Canon EOS R settings I use


Published on November 16, 2019, last updated April 24, 2020

Recently I bought Canon EOS R. It is Canon’s first full-frame mirrorless camera, relatively inexpensive, and most importantly it gives you access to the new wonderful RF glass.

In this post I will explain the tweaks I made to the default configuration. I’m not going to explain each and every thing you can change, there are already posts like that and the official manual. Instead I’ll focus on how to make the camera easier and quicker to operate—so that you won’t miss a good shot. If I don’t mention a setting it means that the default is OK.

Press the Menu button to access the settings.

Still photo shooting

This is the red menu with little camera icon.

  • Image quality (page 1). I set it to RAW. RAW files contain raw data from the sensor. It allows you to get better results during post-production phase than with JPEG which is a lossy, compressed image format. JPEG files can be obtained from RAW files during development of digital negatives which is something you probably will be doing anyway if you’ve bought this sort of camera. I see no point in duplicating information by shooting in both RAW and JPEG. There is no added safety either because both types of files are stored on the same card.

  • Image review (page 1). I turn it off. Why? With mirrorless camera you get pretty good idea of what you’re going to get when you press the shooting button. Reviewing your shots is a waste of time which may be very valuable in certain situations. Instead, just shoot and concentrate on what you’re doing in real time. When it’s over you can check the results. Bad shots will be bad, good shots will be good, regardless of the time when you check them, but you’ll have more material to choose from! It’s OK to have review enabled if you’re shooting something that is not moving and where you can’t really miss a moment.

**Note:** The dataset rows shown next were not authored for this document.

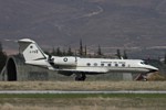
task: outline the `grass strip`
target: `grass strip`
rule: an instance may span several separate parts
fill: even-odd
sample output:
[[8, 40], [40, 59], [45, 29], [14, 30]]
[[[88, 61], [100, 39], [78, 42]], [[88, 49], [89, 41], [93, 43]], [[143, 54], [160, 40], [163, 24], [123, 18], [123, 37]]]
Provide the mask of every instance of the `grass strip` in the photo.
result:
[[0, 98], [166, 98], [166, 94], [2, 94]]

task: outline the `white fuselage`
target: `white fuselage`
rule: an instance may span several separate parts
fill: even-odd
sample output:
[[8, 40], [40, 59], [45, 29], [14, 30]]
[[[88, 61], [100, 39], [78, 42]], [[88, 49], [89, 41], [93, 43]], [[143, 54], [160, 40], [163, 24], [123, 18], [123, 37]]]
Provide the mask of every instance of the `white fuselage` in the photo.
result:
[[[35, 64], [37, 63], [37, 64]], [[48, 59], [32, 61], [27, 63], [48, 67]], [[52, 56], [53, 70], [81, 72], [86, 74], [104, 73], [148, 73], [158, 70], [156, 67], [146, 65], [141, 59], [110, 59], [110, 58], [81, 58], [74, 56]]]

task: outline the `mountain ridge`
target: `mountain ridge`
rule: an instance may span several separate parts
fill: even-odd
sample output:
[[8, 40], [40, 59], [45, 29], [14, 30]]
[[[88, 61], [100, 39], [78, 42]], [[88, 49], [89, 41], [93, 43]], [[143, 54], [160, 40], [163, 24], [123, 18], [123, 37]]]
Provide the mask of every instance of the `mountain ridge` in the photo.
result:
[[43, 47], [166, 46], [166, 0], [0, 0], [0, 36], [29, 37]]

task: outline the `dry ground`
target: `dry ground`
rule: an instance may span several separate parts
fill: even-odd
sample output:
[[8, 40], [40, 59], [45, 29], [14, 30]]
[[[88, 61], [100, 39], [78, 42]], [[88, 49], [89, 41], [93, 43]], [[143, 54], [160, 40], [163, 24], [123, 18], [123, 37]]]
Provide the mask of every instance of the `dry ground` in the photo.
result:
[[0, 81], [0, 90], [166, 90], [166, 81]]
[[[166, 81], [1, 81], [0, 90], [166, 90]], [[0, 110], [165, 110], [166, 98], [1, 98]]]
[[165, 110], [164, 98], [1, 99], [0, 110]]

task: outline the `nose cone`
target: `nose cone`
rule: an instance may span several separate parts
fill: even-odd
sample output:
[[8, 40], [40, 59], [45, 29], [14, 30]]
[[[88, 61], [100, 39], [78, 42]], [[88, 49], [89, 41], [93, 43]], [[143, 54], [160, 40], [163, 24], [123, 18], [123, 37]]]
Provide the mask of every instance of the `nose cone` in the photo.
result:
[[154, 67], [154, 66], [149, 66], [148, 69], [151, 73], [159, 70], [157, 67]]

  • ISO speed settings (page 3). In the ISO speed range sub-menu, it’s a good idea to decrease the lower limit for ISO to 50 (marked as L) instead of the default 100. Many people do not know that it is possible to unlock lower ISO or their cameras. Sometimes it is handy to be able to use 50 when there is too much light.


This is the purple menu with the two letters AF. There are a few settings here that you will want to tweak depending on situation but you can do it by pressing M-Fn button or Q set button, so I’ll skip them here.

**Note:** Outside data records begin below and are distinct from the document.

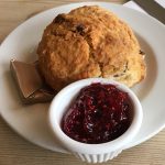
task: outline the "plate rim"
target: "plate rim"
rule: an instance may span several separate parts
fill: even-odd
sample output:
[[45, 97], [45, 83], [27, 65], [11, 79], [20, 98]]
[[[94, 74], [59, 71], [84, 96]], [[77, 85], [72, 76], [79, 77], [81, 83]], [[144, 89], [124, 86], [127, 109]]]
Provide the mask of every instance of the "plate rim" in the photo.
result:
[[[139, 12], [139, 11], [136, 11], [136, 10], [134, 10], [134, 9], [131, 9], [131, 8], [128, 8], [128, 7], [124, 7], [124, 6], [122, 6], [122, 4], [116, 4], [116, 3], [112, 3], [112, 2], [99, 2], [99, 1], [92, 1], [92, 2], [76, 2], [76, 3], [67, 3], [67, 4], [63, 4], [63, 6], [57, 6], [57, 7], [55, 7], [55, 8], [51, 8], [51, 9], [47, 9], [47, 10], [44, 10], [44, 11], [41, 11], [41, 12], [38, 12], [37, 14], [35, 14], [35, 15], [33, 15], [33, 16], [31, 16], [31, 18], [29, 18], [28, 20], [25, 20], [25, 21], [23, 21], [22, 23], [20, 23], [15, 29], [13, 29], [7, 36], [6, 36], [6, 38], [1, 42], [1, 44], [0, 44], [0, 52], [1, 52], [1, 47], [3, 46], [3, 44], [6, 44], [6, 42], [8, 41], [8, 38], [14, 33], [14, 32], [16, 32], [16, 30], [20, 28], [20, 26], [22, 26], [22, 25], [24, 25], [26, 22], [29, 22], [30, 20], [32, 20], [33, 18], [35, 18], [35, 16], [38, 16], [38, 15], [41, 15], [41, 14], [45, 14], [46, 12], [51, 12], [52, 10], [56, 10], [56, 9], [59, 9], [59, 8], [69, 8], [70, 10], [72, 9], [74, 9], [74, 7], [73, 6], [77, 6], [77, 8], [78, 7], [80, 7], [80, 6], [91, 6], [91, 4], [109, 4], [109, 6], [111, 6], [111, 7], [117, 7], [117, 8], [125, 8], [127, 10], [130, 10], [130, 11], [132, 11], [132, 12], [135, 12], [136, 14], [141, 14], [142, 16], [146, 16], [147, 19], [150, 19], [151, 21], [153, 21], [153, 22], [155, 22], [156, 24], [158, 24], [158, 25], [161, 25], [161, 26], [163, 26], [164, 29], [165, 29], [165, 25], [163, 24], [163, 23], [161, 23], [158, 20], [156, 20], [155, 18], [153, 18], [153, 16], [151, 16], [151, 15], [147, 15], [147, 14], [144, 14], [144, 13], [142, 13], [142, 12]], [[30, 141], [29, 139], [26, 139], [26, 136], [24, 136], [22, 133], [20, 133], [8, 120], [6, 120], [6, 117], [3, 117], [3, 114], [1, 113], [1, 108], [0, 108], [0, 116], [1, 116], [1, 118], [3, 119], [3, 121], [14, 131], [14, 132], [16, 132], [20, 136], [22, 136], [23, 139], [25, 139], [26, 141], [29, 141], [30, 143], [33, 143], [33, 144], [35, 144], [35, 145], [37, 145], [37, 146], [42, 146], [42, 147], [44, 147], [44, 148], [46, 148], [46, 150], [51, 150], [52, 151], [52, 148], [50, 148], [50, 147], [47, 147], [46, 145], [43, 145], [43, 144], [41, 144], [41, 143], [36, 143], [36, 141]], [[147, 136], [145, 136], [143, 140], [139, 140], [139, 141], [136, 141], [136, 143], [131, 143], [131, 145], [127, 145], [127, 147], [125, 148], [130, 148], [130, 147], [132, 147], [132, 146], [135, 146], [135, 145], [138, 145], [138, 144], [141, 144], [141, 143], [143, 143], [143, 142], [145, 142], [145, 141], [147, 141], [148, 139], [151, 139], [151, 138], [153, 138], [154, 135], [156, 135], [160, 131], [162, 131], [163, 129], [165, 128], [165, 122], [164, 122], [164, 124], [162, 124], [162, 127], [160, 127], [158, 129], [156, 129], [156, 131], [154, 131], [153, 133], [151, 133], [151, 134], [148, 134]], [[57, 151], [56, 150], [56, 152], [63, 152], [63, 153], [68, 153], [67, 151]]]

  • Touch & drag AF settings (page 1). Enable touch & drag AF. It’s hard to imagine not being able to move the AF area while looking through the view finder, but it’s disabled by default! Positioning method should be relative, active touch area should be right. This way you can move the AF area using your right thumb while looking through the view finder.

  • Focus guide (page 2). This gives you a visual indication of your focusing accuracy in manual mode. Can be useful sometimes, although if you’re focusing manually it’s probably because the camera is having problems with autofocusing in a particular situation, and so the focus guide feature will also have the same problem.

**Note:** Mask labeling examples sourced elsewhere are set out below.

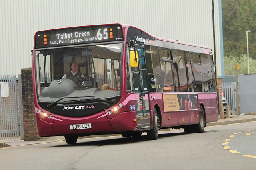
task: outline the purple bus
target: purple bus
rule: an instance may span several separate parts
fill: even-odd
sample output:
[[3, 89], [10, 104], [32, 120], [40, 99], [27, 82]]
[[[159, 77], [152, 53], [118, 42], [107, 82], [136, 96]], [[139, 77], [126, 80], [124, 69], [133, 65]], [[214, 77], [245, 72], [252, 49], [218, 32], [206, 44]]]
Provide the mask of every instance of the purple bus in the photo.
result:
[[181, 128], [203, 132], [218, 109], [212, 50], [120, 24], [40, 31], [33, 80], [40, 137]]

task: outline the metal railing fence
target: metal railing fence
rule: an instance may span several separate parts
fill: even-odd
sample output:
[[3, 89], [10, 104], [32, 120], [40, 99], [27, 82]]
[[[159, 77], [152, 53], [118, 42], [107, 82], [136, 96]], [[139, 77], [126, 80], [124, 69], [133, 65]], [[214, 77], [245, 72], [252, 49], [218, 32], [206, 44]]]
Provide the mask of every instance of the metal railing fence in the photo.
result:
[[18, 138], [16, 75], [0, 75], [0, 140]]

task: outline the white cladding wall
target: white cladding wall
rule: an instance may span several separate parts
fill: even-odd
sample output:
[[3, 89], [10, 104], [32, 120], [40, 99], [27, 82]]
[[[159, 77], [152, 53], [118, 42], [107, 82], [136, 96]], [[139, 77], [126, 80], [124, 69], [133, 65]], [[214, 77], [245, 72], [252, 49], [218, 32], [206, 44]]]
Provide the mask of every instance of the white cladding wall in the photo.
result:
[[[224, 76], [219, 0], [214, 0], [218, 77]], [[212, 0], [1, 0], [0, 6], [0, 74], [20, 74], [31, 67], [35, 33], [60, 27], [129, 24], [155, 36], [214, 50]]]

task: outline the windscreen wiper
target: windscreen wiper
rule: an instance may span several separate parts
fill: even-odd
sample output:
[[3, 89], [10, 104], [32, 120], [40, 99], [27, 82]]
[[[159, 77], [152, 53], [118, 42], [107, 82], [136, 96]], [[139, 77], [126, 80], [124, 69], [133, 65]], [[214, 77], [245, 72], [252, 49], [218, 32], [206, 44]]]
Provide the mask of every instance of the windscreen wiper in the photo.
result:
[[74, 96], [74, 97], [64, 97], [62, 98], [60, 98], [60, 99], [58, 99], [56, 100], [55, 102], [53, 102], [52, 103], [51, 103], [47, 106], [45, 107], [46, 109], [50, 109], [52, 107], [56, 105], [58, 102], [62, 100], [63, 99], [67, 99], [69, 98], [87, 98], [88, 97], [95, 97], [95, 96]]
[[99, 99], [99, 98], [92, 98], [89, 99], [78, 99], [77, 100], [67, 100], [65, 101], [65, 102], [87, 102], [90, 103], [91, 102], [103, 102], [110, 104], [113, 104], [116, 100], [114, 99]]

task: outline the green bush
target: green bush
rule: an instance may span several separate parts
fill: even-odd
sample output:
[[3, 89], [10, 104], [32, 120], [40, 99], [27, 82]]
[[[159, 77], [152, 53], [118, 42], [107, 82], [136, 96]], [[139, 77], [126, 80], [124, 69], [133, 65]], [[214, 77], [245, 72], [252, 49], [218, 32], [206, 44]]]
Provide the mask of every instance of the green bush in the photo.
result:
[[[249, 58], [250, 74], [256, 73], [256, 60], [252, 57]], [[235, 65], [239, 64], [239, 69], [237, 70], [237, 74], [248, 74], [248, 65], [247, 56], [242, 55], [240, 56], [224, 56], [224, 65], [225, 76], [235, 74]]]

This is the yellow menu with wrench icon.

  • Beep (page 3). A matter of taste, but I disable it because it is obvious to me when the camera focuses. I don’t like to go around beeping all the time and distracting people (who I may want to shoot!).

Custom functions

This is the orange menu with camera icon with some sort of meter underneath.

  • Customize buttons (page 4). There is a mismatch between position of buttons and their function. Some pretty handy buttons are hard to press without looking.

    • The AF-ON button does exactly the same thing as half-pressed shooting button, and yet it occupies a very ergonomic spot. I use it to set AF point to center, because I often move AF point temporarily and always want to restore it later when I’m done with the scene.

    • AE lock button is close to AF-ON and also is pretty easy to reach without looking. I use it for depth of field preview. By default you see the depth of field with wide open aperture—it does not adjust in real time as you change your aperture value to let the camera auto-focus better in low light and have better image in the view finder. Depth of field preview is a useful function which is not assigned to any button by default.

    • AF point button is also in the same region. I use it to switch between one-shoot AF and servo AF.

  • Customize dials (page 4). The two standard dials are OK, except the so-called Quick control dial (closer to you) is harder to rotate and by default it controls aperture which is the setting that I tweak most often. This is why I set the control ring on the lens to control aperture as well. You could think that duplicating functions like this is wasteful, but things you do often should be very easy and quick (the lens’ ring being the easiest thing to rotate IMO). Also, there is very limited choice with regard to Quick control dial alternative functions so I just keep it as is.

  • Customize M-Fn bar (page 4). M-Fn bar is useful, but it doesn’t do anything by default. I set it to control AF modes. I disable the safety lock, because unlocking it takes time. If I accidentally touch it, it’s not the end of the world, I can bring it back quickly.


There are many more settings to tweak in certain situations, but these I find essential for quick operation at all times. Happy shooting!